2. Go to India’s cricket stadiums: The security during matches is quite ridiculous. The only thing you won’t been subjected to is a strip search. There are dog squads, bomb squads, metal detectors and hundreds of policemen. In all this melee if you want to pee, I have one word of advice, “HOLD!”. The toilets start humming around the time of the toss. By the first Powerplay, the initial stream of bodily and non-bodily fluids march out of the door in unison. At the first drinks break, since humanity won’t heed my advice, much of these fluids are carried to and fro and the entire length of floor now starts humming. In some stadiums, like the one in Rajkot, the outer constructs of the stands become makeshift toilets.
And cricket stadiums after a match are the closest you’ll get to see a war zone. If aerated drinks and remains of rotten samosas litter general stands, the VIP boxes will have plates with parts of a long-dead chicken placed in a unknowingly abstract manner.
One of the better sights in a cricket stadium. At Chepauk's gates.

One of the better sights in a cricket stadium. At Chepauk's gates.

3. Read newspaper reports and watch news channels: Few times I feel completely over-confident is while being informed of the latest developments in our game by journos.

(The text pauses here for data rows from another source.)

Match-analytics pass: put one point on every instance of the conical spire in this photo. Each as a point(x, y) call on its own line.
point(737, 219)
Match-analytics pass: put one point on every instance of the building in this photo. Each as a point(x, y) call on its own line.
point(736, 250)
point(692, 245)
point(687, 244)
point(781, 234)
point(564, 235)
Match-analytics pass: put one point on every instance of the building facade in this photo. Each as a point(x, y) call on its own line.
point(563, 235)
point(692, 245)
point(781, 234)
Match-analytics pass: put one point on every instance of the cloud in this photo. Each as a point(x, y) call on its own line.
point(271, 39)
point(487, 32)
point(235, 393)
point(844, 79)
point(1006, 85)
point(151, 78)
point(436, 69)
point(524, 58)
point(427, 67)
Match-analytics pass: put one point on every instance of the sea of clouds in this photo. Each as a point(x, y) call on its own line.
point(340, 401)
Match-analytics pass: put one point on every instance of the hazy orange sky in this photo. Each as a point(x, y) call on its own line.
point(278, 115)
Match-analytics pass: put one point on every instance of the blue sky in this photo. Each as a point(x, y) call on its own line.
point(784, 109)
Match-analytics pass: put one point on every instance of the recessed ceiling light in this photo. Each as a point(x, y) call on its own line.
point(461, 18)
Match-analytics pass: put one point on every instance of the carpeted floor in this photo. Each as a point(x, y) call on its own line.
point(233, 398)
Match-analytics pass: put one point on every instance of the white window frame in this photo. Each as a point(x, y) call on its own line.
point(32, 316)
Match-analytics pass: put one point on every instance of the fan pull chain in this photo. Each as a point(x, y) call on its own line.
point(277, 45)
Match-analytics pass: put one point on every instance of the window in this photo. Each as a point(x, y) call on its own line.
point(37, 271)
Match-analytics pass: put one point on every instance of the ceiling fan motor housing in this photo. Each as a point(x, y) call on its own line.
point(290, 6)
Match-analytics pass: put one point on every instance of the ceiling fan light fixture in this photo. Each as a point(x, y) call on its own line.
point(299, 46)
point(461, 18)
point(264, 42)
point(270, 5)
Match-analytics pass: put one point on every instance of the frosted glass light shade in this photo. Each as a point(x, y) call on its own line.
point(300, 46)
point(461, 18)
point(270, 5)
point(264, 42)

The first sentences that I always come up with are, “I can do that job far better than you. But from the looks of it, it’s not worth the effort”. In all honesty, how many really know the game? Despite being a cliche, what CLR James said can always be quoted without shame in this context.

What do they know of cricket who only cricket know.

And to think not a single newspaper seems to have carried any news on the condition of Rajan Bala, one of the last among the old guard of cricket writers in this country.